So it turns out that those most familiar with the quality of New York’s public school system are choosing to send their children elsewhere. If public school enrollments were shares of stock, parents would be well-advised to sell.


The new study must be embarrassing to the teachers unions, whose political opposition to programs that help families choose private schools has been unrelenting. The American Federation of Teachers, for example, opposes any use of public funds that would help needy families afford private school tuition. “The main reason for this opposition,” the union explains on its Web site, “is because public funding of private or religious education transfers precious tax dollars from public schools, which are free and open to all children, accountable to parents and taxpayers alike, and essential to our democracy.”

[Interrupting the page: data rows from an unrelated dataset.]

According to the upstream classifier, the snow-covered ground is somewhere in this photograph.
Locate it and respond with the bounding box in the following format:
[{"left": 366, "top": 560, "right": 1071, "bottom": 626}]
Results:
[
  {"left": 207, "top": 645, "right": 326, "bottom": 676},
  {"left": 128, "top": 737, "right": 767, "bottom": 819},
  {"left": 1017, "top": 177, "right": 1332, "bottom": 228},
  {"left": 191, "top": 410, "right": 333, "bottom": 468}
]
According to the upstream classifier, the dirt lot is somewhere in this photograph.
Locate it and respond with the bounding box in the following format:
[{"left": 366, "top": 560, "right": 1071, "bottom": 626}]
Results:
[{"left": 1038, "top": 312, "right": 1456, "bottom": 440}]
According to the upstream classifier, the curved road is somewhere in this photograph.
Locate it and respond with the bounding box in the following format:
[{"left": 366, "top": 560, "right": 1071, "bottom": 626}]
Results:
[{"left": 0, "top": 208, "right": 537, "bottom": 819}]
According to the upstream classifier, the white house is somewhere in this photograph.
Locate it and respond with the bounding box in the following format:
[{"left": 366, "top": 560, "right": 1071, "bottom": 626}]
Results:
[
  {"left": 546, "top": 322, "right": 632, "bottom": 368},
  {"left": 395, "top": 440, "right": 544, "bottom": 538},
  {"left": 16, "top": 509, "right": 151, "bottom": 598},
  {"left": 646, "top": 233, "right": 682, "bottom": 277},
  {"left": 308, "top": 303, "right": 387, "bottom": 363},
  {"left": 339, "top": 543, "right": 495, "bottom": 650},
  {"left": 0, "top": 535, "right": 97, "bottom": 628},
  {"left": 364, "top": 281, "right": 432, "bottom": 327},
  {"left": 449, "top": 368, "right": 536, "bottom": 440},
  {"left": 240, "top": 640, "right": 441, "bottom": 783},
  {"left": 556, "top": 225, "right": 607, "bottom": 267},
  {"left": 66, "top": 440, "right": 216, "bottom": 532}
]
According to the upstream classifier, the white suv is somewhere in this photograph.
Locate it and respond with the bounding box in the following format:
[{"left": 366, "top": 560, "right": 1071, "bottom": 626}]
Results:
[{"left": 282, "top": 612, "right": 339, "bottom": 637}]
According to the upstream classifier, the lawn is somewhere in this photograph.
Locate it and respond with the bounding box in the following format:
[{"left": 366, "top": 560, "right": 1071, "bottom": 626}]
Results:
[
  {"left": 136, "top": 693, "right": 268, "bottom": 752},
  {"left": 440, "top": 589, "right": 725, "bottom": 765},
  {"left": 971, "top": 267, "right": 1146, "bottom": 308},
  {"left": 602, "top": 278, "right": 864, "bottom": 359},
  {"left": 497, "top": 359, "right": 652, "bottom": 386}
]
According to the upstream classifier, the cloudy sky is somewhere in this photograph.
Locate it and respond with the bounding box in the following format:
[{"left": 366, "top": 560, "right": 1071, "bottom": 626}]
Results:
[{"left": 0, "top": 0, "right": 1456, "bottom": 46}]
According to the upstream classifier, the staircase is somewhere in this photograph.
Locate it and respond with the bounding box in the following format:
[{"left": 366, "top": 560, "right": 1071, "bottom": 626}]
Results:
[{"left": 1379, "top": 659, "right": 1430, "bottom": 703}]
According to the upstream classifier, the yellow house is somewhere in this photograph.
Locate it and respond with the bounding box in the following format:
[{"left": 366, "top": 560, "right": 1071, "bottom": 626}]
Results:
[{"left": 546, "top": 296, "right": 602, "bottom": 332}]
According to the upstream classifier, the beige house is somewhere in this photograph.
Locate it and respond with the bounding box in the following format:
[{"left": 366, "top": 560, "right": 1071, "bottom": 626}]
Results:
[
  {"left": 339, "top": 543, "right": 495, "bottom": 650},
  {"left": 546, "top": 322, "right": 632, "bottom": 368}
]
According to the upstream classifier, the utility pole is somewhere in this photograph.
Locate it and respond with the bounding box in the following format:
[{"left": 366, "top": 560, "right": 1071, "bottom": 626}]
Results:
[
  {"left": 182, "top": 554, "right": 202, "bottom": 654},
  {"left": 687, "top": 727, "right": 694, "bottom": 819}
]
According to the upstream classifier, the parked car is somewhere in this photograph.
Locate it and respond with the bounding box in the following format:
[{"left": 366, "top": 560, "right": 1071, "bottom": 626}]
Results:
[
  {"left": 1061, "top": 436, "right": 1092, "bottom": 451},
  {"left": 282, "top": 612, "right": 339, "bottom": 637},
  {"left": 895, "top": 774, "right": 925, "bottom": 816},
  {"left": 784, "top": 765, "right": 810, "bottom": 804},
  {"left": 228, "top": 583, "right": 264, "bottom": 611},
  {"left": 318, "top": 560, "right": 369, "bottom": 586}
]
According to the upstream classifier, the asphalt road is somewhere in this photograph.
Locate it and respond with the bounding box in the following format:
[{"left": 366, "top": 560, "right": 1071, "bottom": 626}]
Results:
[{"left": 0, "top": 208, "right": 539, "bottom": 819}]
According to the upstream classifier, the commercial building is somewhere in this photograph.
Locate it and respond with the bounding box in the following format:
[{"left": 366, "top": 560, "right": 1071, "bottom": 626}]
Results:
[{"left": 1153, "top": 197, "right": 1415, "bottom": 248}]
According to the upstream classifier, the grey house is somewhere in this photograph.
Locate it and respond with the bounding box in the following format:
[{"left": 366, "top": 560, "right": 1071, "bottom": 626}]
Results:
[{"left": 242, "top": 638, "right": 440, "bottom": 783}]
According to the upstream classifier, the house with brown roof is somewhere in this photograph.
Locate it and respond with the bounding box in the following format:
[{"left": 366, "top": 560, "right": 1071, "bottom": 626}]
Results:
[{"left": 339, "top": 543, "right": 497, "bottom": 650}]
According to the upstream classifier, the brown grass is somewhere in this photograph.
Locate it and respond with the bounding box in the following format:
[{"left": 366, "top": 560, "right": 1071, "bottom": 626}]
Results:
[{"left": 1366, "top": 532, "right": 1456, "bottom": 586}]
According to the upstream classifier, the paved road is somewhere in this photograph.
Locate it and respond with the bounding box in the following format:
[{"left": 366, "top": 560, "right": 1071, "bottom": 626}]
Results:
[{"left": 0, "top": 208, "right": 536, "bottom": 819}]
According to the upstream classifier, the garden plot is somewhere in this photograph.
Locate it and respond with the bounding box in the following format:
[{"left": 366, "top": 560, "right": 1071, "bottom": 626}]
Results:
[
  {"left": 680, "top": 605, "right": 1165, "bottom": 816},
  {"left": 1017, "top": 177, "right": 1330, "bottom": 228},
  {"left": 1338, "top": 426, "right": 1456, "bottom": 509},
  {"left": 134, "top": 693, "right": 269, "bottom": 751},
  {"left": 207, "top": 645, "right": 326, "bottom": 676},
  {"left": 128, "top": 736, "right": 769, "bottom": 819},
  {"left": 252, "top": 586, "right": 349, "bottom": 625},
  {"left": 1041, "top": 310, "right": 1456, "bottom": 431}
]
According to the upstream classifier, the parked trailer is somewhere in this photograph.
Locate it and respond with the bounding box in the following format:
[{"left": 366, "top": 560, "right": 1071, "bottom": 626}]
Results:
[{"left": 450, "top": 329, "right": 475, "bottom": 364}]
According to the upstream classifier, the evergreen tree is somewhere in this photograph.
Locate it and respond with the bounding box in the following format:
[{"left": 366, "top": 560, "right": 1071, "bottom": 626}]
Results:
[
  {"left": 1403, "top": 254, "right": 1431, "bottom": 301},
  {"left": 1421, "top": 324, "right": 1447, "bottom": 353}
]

But it doesn’t do American democracy any favors to relegate our youngest citizens to schools so lousy even the teachers don’t trust them. And no taxpayer in New York can take seriously the idea that such schools are “free.”


We’ll leave it to others to decide whether, as the union suggests, a school becomes less accountable to parents when it’s the parents, not some sprawling education bureaucracy, who are paying the bills. In the meantime, here’s a new form of accountability: The next time New York’s parents visit the public schools for parent-teacher conferences, we hope they ask where the teachers’ own children go to school – and why parents should trust an educational system that doesn’t trust itself.


If the city were to require all its employees to enroll their children in public schools, we might see faster improvement in education reform. The better option, though, is to empower all families to make the same choice that a third of the city’s teachers already have made. That means a school choice program that includes private school as an option.